Una sorta di “tuttologo” che tutto sa (impossibile) e che tutto risolve (impossibile), a cui veniva – e tuttora viene – affidata la responsabilità della intera gestione della azienda e dei relativi problemi personali.
Riconoscere le competenze specializzate: questo è il punto.Ancora oggi la figura del commercialista tuttologo – di colui cioè che svolge un po’ di tutto, dalla tenuta delle contabilità alla predisposizione delle dichiarazioni dei redditi, alla consulenza per il risanamento delle crisi aziendali, passando per la difesa nel contenzioso tributario e lo svolgimento di attività di ausiliario del giudice nelle procedure concorsuali o come consulente tecnico d’ufficio, è destinata ad avere scarse possibilità di sopravvivenza in un sistema che richiede sempre più competenze specialistiche.
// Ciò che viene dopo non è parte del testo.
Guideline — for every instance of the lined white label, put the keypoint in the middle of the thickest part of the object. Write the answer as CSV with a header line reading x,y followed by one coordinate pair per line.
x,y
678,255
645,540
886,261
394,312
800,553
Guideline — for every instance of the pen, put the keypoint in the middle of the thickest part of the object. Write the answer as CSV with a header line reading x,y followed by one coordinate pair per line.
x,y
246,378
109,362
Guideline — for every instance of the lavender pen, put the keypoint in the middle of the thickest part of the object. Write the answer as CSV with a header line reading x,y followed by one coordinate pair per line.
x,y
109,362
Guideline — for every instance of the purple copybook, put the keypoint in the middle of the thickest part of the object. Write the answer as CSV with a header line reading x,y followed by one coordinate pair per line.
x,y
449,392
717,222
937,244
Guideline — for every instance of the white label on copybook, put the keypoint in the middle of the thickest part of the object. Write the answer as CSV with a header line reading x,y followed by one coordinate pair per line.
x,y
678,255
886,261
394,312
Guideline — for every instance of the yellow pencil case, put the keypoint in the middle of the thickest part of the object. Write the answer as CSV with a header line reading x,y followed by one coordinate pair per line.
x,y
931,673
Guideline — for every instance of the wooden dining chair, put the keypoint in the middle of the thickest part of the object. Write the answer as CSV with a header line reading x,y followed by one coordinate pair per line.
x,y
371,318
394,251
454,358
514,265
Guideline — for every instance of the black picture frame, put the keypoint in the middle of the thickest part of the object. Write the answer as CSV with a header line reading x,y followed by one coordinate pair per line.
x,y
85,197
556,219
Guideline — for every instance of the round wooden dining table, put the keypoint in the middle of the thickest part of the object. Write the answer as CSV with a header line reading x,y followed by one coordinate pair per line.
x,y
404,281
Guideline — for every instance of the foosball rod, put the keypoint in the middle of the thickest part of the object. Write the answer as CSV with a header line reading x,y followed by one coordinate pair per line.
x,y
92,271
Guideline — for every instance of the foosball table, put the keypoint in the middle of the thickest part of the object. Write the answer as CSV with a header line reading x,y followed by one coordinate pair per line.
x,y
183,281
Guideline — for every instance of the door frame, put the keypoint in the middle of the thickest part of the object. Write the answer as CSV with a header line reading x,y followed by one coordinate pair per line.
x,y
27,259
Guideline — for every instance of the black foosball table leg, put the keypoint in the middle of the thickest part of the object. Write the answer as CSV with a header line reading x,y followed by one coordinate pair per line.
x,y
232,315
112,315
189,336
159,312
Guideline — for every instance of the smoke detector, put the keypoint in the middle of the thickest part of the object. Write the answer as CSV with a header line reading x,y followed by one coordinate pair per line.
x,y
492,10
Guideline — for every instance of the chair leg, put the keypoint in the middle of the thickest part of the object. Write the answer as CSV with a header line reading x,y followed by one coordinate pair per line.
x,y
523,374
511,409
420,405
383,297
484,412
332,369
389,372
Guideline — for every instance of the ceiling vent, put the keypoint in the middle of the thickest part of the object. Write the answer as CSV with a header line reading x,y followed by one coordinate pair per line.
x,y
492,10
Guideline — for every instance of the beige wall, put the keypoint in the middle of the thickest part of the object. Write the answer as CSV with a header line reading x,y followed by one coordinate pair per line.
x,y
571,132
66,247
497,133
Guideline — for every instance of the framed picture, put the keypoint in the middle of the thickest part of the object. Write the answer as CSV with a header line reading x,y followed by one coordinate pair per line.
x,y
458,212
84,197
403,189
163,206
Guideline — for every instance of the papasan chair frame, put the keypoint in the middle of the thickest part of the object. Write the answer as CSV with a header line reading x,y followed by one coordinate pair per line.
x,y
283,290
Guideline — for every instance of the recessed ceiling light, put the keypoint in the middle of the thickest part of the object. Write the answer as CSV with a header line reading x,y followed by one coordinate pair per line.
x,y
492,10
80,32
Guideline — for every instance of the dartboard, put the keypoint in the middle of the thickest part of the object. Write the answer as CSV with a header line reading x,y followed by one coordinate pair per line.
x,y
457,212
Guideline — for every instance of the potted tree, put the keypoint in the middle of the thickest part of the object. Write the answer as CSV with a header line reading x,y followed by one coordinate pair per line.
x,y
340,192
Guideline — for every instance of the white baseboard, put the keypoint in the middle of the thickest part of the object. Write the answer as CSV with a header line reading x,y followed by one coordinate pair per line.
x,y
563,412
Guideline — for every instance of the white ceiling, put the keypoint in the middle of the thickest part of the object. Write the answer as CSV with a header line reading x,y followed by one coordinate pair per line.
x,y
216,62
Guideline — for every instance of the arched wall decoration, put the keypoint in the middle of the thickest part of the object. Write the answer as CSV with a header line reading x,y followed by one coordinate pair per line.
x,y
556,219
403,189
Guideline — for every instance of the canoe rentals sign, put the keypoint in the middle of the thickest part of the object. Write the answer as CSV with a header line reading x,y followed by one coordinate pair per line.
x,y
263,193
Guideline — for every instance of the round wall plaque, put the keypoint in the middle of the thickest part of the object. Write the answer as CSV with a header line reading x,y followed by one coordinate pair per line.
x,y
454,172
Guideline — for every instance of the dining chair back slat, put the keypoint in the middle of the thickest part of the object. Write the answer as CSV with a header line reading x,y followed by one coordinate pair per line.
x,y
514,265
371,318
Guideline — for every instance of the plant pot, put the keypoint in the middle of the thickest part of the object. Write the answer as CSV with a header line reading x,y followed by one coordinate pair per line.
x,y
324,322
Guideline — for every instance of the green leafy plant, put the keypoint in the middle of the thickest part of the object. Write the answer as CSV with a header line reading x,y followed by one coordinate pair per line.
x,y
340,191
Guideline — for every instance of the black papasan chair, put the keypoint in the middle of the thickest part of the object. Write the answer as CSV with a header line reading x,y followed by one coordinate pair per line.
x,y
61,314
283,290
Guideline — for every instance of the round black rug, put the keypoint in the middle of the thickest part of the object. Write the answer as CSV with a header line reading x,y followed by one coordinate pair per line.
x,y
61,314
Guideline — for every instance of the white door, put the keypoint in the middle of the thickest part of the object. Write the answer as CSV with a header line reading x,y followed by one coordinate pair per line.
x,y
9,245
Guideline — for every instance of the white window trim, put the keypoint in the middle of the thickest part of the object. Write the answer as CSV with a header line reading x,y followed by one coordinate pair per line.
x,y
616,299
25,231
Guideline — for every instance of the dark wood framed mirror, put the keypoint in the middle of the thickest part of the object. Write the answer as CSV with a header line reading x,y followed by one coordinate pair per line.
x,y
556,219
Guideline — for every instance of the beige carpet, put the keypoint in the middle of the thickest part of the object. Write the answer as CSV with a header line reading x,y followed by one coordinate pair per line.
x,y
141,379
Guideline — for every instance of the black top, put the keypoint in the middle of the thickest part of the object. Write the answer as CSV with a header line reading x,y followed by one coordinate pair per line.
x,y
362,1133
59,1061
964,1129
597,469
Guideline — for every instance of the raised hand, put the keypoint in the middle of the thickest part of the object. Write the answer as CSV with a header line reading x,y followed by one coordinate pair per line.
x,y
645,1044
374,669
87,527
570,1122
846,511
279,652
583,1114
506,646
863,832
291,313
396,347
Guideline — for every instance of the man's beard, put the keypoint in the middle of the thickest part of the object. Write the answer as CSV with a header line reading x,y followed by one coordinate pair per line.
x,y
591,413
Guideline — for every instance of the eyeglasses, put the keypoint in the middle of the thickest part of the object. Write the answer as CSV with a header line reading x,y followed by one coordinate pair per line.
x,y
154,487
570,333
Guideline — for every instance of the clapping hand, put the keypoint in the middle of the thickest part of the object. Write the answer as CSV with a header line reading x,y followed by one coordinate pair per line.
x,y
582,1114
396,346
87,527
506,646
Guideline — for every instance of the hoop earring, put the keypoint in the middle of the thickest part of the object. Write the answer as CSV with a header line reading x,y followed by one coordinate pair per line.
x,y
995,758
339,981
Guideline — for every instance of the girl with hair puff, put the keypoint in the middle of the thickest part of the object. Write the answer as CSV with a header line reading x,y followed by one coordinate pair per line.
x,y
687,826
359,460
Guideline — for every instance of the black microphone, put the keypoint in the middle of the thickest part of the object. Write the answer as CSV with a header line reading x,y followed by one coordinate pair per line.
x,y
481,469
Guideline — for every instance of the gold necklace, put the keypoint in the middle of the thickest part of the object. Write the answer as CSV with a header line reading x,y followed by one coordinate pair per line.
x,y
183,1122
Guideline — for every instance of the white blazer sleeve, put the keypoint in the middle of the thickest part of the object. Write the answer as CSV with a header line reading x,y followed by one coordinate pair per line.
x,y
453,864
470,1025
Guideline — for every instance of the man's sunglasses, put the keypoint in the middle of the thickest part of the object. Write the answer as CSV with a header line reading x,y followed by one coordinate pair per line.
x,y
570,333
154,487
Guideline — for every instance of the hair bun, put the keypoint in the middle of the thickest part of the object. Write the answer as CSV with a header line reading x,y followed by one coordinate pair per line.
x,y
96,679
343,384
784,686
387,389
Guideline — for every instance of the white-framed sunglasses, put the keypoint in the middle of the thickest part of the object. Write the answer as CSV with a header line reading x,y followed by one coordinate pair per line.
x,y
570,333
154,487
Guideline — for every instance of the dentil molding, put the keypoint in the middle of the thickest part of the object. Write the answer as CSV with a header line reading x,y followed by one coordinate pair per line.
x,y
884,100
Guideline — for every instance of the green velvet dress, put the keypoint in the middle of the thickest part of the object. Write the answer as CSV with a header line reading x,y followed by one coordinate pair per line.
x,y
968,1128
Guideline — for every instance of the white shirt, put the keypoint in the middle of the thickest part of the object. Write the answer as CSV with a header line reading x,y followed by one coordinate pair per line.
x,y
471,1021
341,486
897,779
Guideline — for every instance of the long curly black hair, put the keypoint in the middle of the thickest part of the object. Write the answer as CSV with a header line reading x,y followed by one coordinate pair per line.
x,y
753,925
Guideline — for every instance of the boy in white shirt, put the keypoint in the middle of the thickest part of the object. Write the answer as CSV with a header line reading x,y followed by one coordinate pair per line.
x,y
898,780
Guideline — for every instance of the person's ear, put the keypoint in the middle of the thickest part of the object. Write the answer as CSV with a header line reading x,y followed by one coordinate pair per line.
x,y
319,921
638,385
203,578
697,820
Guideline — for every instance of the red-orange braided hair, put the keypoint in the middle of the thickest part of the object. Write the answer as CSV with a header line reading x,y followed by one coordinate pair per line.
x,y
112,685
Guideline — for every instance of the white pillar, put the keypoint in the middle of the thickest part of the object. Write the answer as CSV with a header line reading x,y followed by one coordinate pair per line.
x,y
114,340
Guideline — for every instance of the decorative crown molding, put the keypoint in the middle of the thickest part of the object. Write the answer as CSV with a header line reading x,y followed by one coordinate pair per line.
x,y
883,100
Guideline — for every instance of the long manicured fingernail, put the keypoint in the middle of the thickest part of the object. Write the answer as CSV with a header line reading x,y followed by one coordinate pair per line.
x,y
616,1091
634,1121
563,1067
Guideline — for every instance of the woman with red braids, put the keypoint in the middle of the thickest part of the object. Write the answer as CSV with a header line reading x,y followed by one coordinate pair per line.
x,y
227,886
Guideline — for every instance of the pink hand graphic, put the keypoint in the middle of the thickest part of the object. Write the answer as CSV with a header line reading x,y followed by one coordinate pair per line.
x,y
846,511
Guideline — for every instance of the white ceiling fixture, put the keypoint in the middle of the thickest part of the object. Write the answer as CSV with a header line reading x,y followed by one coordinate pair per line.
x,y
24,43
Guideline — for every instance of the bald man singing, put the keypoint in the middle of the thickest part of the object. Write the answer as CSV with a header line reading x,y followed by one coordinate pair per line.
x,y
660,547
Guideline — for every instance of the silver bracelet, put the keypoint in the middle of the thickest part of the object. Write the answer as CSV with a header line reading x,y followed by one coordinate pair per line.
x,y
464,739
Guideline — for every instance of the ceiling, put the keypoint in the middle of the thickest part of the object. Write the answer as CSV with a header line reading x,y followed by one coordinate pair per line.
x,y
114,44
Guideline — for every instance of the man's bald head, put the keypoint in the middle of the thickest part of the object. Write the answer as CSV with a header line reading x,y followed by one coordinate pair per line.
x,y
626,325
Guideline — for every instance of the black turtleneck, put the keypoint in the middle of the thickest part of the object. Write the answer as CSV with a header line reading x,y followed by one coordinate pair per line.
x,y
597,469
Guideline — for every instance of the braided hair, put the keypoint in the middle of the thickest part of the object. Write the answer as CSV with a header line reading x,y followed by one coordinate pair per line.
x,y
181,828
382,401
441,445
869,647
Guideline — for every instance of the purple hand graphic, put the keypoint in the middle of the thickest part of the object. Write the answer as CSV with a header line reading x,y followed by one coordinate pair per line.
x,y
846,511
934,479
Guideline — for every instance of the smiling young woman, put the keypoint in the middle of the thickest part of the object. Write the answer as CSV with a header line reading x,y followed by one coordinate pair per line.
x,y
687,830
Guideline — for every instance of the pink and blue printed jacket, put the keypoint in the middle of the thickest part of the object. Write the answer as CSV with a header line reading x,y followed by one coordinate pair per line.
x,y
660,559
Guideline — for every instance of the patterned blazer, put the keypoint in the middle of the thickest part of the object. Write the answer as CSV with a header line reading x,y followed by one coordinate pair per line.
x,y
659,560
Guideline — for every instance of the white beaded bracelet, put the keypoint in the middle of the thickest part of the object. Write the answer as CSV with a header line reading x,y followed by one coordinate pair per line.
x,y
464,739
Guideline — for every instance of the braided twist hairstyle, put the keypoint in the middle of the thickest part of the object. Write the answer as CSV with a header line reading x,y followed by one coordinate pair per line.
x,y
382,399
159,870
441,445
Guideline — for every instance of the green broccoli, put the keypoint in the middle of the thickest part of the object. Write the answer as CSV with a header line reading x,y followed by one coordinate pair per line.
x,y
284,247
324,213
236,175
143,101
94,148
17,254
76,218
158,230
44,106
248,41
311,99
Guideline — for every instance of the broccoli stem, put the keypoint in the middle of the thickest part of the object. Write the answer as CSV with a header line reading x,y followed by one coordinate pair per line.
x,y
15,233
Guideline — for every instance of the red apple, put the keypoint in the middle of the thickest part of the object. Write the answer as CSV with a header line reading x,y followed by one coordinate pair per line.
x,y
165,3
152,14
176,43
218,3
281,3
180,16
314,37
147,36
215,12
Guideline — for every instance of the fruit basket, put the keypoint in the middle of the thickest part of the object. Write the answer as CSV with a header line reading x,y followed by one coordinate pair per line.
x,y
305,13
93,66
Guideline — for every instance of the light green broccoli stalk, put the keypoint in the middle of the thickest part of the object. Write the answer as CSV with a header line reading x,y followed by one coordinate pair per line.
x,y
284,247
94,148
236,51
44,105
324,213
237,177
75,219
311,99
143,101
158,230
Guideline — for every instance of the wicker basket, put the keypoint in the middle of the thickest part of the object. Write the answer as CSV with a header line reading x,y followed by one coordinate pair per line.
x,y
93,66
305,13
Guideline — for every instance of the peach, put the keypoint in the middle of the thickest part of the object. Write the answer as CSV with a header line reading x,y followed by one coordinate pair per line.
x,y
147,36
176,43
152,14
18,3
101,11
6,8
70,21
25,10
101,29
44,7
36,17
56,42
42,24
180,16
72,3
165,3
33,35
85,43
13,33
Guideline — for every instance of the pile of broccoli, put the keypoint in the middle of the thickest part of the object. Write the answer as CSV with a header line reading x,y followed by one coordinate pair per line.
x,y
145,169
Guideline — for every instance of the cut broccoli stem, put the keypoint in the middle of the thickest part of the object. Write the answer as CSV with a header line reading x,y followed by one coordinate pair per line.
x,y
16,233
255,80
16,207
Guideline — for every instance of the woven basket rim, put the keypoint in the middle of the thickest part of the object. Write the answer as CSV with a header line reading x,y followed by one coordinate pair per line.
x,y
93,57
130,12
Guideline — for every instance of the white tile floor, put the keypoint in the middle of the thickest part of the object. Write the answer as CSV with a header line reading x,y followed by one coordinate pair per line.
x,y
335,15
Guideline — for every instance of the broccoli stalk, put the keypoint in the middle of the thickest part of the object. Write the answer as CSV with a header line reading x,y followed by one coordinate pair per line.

Deve essere preparato senza essere un tuttologo. Fare il commercialista non significa fare anche il direttore finanziario o il notaio, o l’ avvocato, o il geometra.
Può fornire alcuni suggerimenti di massima, ma non avventurarsi in sentieri che non gli competono. Presentare i giusti riferimenti professionali ai suoi clienti credo che sia sinonimo di serietà professionale e di continuità di lavoro.